Moi qui commande ailleurs, puis-je servir sous vous ?

SERTORIUS
Du droit de commander je ne suis point jaloux ;
Je ne l'ai qu'en dépôt, et je vous l'abandonne,
Non jusqu'à vous servir de ma seule personne :
Je prétends un peu plus ; mais dans cette union
De votre lieutenant m'envieriez-vous le nom ?

POMPÉE
De pareils lieutenants n'ont des chefs qu'en idée :
Leur nom retient pour eux l'autorité cédée ;
Il n'en quittent que l'ombre ; et l'on ne sait que c'est
De suivre ou d'obéir que suivant qu'il leur plaît.
Je sais une autre voie, et plus noble et plus sûre.
Sylla, si vous voulez, quitte sa dictature ;
Et déjà de lui-même il s'en serait démis,
S'il voyait qu'en ces lieux il n'eût plus d'ennemis.
Mettez les armes bas, je réponds de l'issue :
J'en donne ma parole après l'avoir reçue.
Si vous êtes Romain, prenez l'occasion.

SERTORIUS
Je ne m'éblouis point de cette illusion.
Je connais le tyran, j'en vois le stratagème :
Quoi qu'il semble promettre, il est toujours lui-même.
Vous qu'à sa défiance il a sacrifié,
Jusques à vous forcer d'être son allié…

POMPÉE
Hélas ! Ce mot me tue, et je le dis sans feinte,
C'est l'unique sujet qu'il m'a donné de plainte.
J'aimais mon Aristie, il m'en vient d'arracher ;
Mon cœur frémit encore à me le reprocher ;
Vers tant de biens perdus sans cesse il me rappelle ;
Et je vous rends, seigneur, mille grâces pour elle,
À vous, à ce grand cœur dont la compassion
Daigne ici l'honorer de sa protection.

SERTORIUS
Protéger hautement les vertus malheureuses,
C'est le moindre devoir des âmes généreuses :
Aussi fais-je encore plus, je lui donne un époux.

POMPÉE
Un époux ! Dieux ! Qu'entends-je ? Et qui, Seigneur ?

SERTORIUS
Moi.

POMPÉE
Vous !
Seigneur, toute son âme est à moi dès l'enfance :
N'imitez point Sylla par cette violence ;
Mes maux sont assez grands, sans y joindre celui
De voir tout ce que j'aime entre les bras d'autrui.

SERTORIUS
Tout est encore à vous.
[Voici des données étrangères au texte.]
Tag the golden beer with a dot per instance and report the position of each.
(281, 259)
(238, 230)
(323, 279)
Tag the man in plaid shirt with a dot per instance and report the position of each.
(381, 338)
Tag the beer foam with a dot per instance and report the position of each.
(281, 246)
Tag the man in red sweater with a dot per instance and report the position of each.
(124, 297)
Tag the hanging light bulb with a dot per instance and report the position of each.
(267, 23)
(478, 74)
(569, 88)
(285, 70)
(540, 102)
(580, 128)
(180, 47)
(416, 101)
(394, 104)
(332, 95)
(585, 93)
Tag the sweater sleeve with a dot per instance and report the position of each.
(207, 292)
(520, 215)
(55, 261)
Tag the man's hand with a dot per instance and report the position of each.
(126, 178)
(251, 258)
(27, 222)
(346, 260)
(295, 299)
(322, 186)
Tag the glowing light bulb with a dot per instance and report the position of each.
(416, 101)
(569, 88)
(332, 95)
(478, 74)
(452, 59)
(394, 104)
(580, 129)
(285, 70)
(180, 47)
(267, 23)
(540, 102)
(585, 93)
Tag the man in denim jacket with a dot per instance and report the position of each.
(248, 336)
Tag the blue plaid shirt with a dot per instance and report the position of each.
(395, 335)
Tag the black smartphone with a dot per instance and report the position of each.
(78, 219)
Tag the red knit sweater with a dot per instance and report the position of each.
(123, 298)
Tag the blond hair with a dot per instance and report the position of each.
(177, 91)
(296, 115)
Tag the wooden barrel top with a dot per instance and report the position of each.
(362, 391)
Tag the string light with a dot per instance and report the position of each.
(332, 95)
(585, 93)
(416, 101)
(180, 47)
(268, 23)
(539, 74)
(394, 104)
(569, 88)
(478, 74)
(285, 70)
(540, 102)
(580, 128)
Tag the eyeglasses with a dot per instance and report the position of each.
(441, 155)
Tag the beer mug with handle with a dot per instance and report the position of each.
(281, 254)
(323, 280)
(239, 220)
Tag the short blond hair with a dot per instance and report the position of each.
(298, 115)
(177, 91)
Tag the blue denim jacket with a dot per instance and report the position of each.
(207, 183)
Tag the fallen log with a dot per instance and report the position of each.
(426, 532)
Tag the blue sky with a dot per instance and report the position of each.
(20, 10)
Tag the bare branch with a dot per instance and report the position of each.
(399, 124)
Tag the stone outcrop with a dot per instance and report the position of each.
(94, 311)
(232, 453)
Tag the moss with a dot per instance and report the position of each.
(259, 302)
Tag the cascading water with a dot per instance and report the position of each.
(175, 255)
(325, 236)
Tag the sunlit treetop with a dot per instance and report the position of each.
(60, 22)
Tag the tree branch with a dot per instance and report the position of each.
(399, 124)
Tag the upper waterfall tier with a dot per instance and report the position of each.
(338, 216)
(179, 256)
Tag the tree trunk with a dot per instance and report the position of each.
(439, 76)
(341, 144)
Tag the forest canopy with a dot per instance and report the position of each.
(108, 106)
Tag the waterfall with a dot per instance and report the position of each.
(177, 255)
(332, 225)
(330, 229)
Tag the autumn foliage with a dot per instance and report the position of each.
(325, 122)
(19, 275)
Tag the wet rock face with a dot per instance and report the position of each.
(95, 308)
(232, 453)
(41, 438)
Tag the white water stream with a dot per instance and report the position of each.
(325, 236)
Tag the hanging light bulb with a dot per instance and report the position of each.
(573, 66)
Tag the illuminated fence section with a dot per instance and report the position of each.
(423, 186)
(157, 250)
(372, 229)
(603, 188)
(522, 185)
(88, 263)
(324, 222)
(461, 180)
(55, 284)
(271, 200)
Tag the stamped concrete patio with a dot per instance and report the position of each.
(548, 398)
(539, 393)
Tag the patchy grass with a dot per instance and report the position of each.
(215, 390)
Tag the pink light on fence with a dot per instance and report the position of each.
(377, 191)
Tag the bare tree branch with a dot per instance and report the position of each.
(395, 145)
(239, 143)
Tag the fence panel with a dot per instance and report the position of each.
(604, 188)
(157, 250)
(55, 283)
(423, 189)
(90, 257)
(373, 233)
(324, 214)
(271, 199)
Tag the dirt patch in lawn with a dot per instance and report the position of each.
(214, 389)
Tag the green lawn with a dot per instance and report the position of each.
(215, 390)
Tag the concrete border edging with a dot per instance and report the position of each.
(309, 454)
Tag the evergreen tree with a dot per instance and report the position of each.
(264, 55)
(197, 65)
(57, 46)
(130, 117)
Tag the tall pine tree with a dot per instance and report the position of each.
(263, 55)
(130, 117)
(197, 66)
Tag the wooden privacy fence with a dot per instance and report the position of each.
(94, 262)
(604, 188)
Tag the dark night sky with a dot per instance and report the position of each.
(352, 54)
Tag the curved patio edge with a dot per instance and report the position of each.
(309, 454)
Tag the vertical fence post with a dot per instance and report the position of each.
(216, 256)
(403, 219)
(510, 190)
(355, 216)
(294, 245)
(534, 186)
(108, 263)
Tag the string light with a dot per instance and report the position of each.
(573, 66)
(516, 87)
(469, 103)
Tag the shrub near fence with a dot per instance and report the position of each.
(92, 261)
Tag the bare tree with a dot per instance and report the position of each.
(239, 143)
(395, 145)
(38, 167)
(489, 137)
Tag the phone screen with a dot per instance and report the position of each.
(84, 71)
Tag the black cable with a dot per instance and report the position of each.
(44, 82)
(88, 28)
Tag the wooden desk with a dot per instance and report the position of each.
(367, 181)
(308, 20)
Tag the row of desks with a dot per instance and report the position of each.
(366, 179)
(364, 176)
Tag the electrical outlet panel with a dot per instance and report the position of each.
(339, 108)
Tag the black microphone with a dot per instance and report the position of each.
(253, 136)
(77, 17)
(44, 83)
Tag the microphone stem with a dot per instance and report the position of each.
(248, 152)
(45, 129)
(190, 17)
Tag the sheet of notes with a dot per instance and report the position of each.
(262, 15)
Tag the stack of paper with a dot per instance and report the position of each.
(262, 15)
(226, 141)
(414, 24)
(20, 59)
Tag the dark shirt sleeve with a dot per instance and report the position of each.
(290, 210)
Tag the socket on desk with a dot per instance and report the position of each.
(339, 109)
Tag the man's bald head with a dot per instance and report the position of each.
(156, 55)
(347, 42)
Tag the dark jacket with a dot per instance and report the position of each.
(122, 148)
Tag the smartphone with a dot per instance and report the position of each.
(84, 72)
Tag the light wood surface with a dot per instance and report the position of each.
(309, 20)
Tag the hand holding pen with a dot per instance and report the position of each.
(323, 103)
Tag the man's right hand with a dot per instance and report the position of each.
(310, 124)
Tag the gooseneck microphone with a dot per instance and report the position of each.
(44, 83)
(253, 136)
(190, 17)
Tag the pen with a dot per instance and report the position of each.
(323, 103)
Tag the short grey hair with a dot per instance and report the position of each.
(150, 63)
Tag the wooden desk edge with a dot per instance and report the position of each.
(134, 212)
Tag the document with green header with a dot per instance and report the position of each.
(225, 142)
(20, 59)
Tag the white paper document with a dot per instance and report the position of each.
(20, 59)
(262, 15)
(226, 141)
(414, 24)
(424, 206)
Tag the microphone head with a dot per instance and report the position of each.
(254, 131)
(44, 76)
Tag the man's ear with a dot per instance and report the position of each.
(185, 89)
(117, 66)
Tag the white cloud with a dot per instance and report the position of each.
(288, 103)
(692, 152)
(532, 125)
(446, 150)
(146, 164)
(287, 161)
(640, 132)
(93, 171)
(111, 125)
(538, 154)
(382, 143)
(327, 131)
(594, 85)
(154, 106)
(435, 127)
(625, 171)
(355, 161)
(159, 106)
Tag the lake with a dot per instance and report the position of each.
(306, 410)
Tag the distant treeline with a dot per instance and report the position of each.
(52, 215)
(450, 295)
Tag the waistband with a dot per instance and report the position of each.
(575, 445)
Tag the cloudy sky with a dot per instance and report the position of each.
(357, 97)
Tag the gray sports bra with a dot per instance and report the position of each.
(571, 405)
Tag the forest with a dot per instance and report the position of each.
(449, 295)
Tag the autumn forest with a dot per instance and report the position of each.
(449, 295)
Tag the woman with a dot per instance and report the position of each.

Venez, venez, Madame,
Faire voir quel pouvoir j'usurpe sur vôtre âme,
Et montrer, s'il se peut, à tout le genre humain
La force qu'on vous fait pour me donner la main.

POMPÉE
C'est elle-même, ô ciel !

SERTORIUS
Je vous laisse avec elle,
Et sais que tout son cœur vous est encor fidèle.
Reprenez votre bien, ou ne vous plaignez plus
Si j'ose m'enrichir, Seigneur, de vos refus.